There may be much lost and gained by being children of Hermes and Aphrodite. Yet unlike today’s eschewing of intersex politics, the hermaphrodite as a cultural sign disorients the structures that divide and conquer our sexed bodies and genres of discourse drawing across borders to other spaces and bodies. Such veering suggests that if intersex is placed in the margins, then that is where we should go. From the margins, the anti-loca sancta of hermaphrodites, we see an alternative vision of a common world. Such a vision is imaginable in Mandeville's medieval vision of a world full of diversity, yet has further roots in Augustinian thought. Regarding a question on the existence of hermaphrodites and their place in the world, in the City of God Augustine argues that God's mappa mundi is  greater and more inclusive than ones made by the world. “For God,” writes Augustine, “the Creator of all, knows where and when each thing ought to be, or to have been created, because He sees the similarities and diversities which can contribute to the beauty of the whole. But he who cannot see the whole is offended by the deformity of the part, because he is blind to that which balances it, and to which it belongs.” From Augustine to Mandeville is a tradition of using hermaphrodites to disorient readers' sense of the world as a determined place with fixed natural forms of life. Mandeville's second pilgrimage begins with an invocation of the world's seemingly endless diversity and ends with a call for further travels and stories to fill in the gaps which his pilgrimage narrative inevitably leaves incomplete. Such authors open an interconnected world greater than the dived places constructed by those whose view of sex and the world is woefully small. Hermaphrodites do not simply challenge the binary of gender, falling between two established sexes, but force readers to imagine a world map big enough for many kinds of gender and a world narrative big enough to find meaning for and through them all.

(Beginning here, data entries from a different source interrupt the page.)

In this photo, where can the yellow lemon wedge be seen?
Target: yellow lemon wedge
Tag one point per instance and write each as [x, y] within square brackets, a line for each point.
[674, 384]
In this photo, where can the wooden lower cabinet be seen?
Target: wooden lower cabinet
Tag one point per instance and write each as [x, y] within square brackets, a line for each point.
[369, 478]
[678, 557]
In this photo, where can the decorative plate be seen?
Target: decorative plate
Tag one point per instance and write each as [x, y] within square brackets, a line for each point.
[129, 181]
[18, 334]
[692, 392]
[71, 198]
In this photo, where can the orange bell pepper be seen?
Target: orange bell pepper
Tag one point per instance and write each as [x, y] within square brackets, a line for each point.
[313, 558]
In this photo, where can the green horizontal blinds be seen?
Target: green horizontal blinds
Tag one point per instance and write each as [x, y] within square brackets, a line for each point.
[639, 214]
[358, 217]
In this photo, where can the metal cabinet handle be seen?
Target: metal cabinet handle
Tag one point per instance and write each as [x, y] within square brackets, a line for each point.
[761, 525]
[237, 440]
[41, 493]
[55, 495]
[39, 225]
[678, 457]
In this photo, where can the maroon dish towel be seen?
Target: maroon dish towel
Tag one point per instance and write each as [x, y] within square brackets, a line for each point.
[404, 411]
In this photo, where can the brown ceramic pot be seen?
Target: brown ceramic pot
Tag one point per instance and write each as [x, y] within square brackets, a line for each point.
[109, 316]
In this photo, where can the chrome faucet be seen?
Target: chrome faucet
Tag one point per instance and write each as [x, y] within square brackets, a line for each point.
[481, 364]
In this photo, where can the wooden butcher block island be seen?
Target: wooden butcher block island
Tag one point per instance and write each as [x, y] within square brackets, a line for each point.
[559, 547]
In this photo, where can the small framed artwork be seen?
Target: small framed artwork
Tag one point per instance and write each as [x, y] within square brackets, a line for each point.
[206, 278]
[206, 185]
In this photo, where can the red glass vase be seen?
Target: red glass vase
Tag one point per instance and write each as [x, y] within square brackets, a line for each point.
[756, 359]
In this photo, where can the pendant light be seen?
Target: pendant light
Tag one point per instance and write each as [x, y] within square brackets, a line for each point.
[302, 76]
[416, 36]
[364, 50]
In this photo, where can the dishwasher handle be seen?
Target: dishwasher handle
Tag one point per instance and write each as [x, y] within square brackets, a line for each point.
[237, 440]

In the end, we can return to a world of gender diversity by becoming  hermaphrodites again, children of Hermes and Aphrodite. Through the critical imaginative work that medieval pilgrimage tales such as Mandeville's demands, we can return to a more dynamic and diverse understanding of space. This is important work. With intersex children continually being born, arising out of the ever changing forms and genetics of human gender, the ability to see diversity not only in marginalized places but all around us is just as critical in the fourteen century as it is today. The result of this cultural work is to form a more livable relation between gender and space, as Chase writes, “to create an environment in which many parents of intersex children will have already heard about the intersex movement when their child is born” (203). By imagining the anti-loca sancta of hermaphrodites, these alternative elsewheres and elsewhens can turn intersex from an insular minority into living evidence of the diversity of gender embodiment around the world.  Under a critical intersex lens, pilgrimage narratives such as Mandeville's tales disorient our bio-cartographic maps of gender and space, begging the question the stability and the justice of our boundaries around gender and gender segregated spaces. By reading like a hermaphrodite, medieval scholars can ally with medieval pilgrimage narratives in the work of making a better world for non-binary bodies. It is not enough to begrudgingly admit transgender or intersex bodies access to public spaces but to want the diversity they represent and the beloved people they are. Or we can double down on our a gender policing and segregation, leading to the alienation of trans, intersex, queer feminists from our patriarchal medieval world, sending us to islands (isolated organizations, academic journals or panels) where we talk only to each other like a close academic genealogical system. Yet even on the margins, we continue to invite travelers to cross boundaries, like Mandeville, to step out of your sense of cis security into a more dynamic world. And if and when you find us, yes, you may share our bathrooms.